After three years she didn't know me for short periods of time.. Then there were three and sometimes 4 Dave's, its called CAPGRAS. She lives at home and those days are rough but I tell myself that's not my wife. The next day all is OK which makes it easier to forgive and forget.
It is good that you are trying to prepare yourself in the event that it happens. Speak with the pts doctor for any specific guidelines he/she may provide you re the patient 's specific illness. In the meantime
some general guidelines include remembering that safety, the PT and yours is a priority; try to stay calm, you may try to redirect pt as to who you are but avoid forcing the subject or making the pt or yourself agitated. Sometimes simply redirecting the conversation ( or name) helps...
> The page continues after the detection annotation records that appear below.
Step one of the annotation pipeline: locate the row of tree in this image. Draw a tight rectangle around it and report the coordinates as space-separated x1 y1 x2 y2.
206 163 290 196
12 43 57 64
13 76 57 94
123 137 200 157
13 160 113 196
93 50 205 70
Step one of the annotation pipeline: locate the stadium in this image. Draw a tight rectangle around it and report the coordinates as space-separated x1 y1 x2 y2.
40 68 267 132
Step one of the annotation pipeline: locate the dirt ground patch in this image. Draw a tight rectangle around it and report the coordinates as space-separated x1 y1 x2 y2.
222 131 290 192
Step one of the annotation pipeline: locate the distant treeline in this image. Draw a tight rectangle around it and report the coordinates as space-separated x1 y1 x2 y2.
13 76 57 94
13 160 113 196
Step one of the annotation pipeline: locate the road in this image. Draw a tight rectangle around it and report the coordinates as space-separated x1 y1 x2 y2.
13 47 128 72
Remember too that sometimes what or who the pt " knows" may come out " scrambled".... Word scrambling is one often observed experience.
Other suggestions to support yourself and the pt may come from a qualified in home health providers if you have these in your home ; and as mentioned earlier speak with the pts physician for referrals.
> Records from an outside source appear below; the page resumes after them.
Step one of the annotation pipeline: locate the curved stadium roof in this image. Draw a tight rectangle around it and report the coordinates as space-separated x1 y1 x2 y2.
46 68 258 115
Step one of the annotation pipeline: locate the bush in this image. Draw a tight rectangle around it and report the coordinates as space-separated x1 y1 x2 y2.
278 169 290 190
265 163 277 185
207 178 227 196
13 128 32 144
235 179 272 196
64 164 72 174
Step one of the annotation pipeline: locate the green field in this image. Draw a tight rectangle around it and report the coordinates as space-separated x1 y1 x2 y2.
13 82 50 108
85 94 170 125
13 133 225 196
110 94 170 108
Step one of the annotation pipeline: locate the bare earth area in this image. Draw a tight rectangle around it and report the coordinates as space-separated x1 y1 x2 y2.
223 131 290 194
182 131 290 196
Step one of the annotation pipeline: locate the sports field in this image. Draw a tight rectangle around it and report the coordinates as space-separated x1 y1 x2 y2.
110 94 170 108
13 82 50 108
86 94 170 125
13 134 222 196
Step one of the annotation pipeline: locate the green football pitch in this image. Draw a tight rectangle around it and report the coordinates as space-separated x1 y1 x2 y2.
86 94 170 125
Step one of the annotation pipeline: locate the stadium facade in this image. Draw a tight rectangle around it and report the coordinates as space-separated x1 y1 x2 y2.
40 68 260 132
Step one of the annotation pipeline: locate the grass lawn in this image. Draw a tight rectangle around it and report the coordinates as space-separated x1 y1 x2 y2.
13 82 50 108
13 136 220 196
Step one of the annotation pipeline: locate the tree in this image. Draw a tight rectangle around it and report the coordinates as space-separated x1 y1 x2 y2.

Prayers and peace for you all on this beautiful yet exhausting journey with a loved one...
My mom forgot my name, so often I’d ask her what’s my name and at early onset she remembered. Her span of dementia was from about 1996-2005. We’ll to make a long story short.. she began calling me “ that girl”😊 so until her death I was “ that girl” and that was alright with me!
So if you have to make a new memory…. Then go for it! Even though the tears may flow.. try to make them happy memories of the woman she becoming because as much as you may wish,😞 you won’t be able to change her back. Remember just as she is changing, so must we.( so very hard yes, but doable, in baby steps).
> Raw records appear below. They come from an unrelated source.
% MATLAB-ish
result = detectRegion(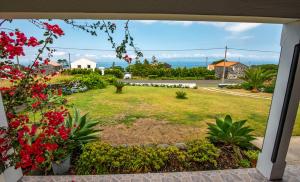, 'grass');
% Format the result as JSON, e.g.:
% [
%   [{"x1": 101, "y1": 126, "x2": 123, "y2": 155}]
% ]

Wishing you the best outcome💕
Flash forward 40+ years and I was laying out family pictures on the dining table and he tells me he can't distinguish his daughters: I then knew what I only previously suspected. One issue still haunts me; was his vision impaired by his diseased brain or do the eyes deceive the brain?
I'm guessing that setting out framed pictures with names on them would help, but that's only a guess on my part. Or, maybe wearing name badges would help?
You're doing well in caring for your husband!
This is tougher if you live with your mom, but maybe there’s some ‘signature piece’ you can wear around her, especially if its tied to the past? Like hair ornaments or shirts in a color you wore a lot as a child, or if you have wild hair like me just let it be free…you get the idea. Won’t stop the march of this hideous disease but it’s something.
Have to add that after being the chipper entertainer in the MC with my mom I go to my car and usually cry. We just have to get through this.
Big hug, wishing you the best!
I started experiencing anticipatory grief over 2.5 years ago after she broke her hip and her cognitive ability took a sharp decline.
I've already burned through the anticipatory grief stage and now I'm just numb from being her sole caregiver and watching the slow progression of her decline.
Point: respect your LOs reality. It’s all they’ve got. Instead of fruitless attempts to persuade, say things that will focus on your love and care. And, deal with any hurt feelings in a way that doesn’t blame your LO. Fortunately my sister-in-law was fond of my mom and was able to smile about it with no rancor.
She is still your mother and she will need your care whether she knows you're her daughter or not. Since you seem aware that this is coming why does it frighten you? You should think about how you would feel if you were in her shoes. The disease is destroying her brain, and her understanding of who she is is determined by her brain so she will change.
But she will still need you. If you need more help it may be you can hire someone to come in and help you with feeding her and bathing her, and all other help you give her now. You can ask her doctor where you can find a health aide to come to your mother's home.
Her doctor can also put you in touch with a social worker who will also know where you can get help paying for a health aide for your mother.
Having help will also help you get some rest.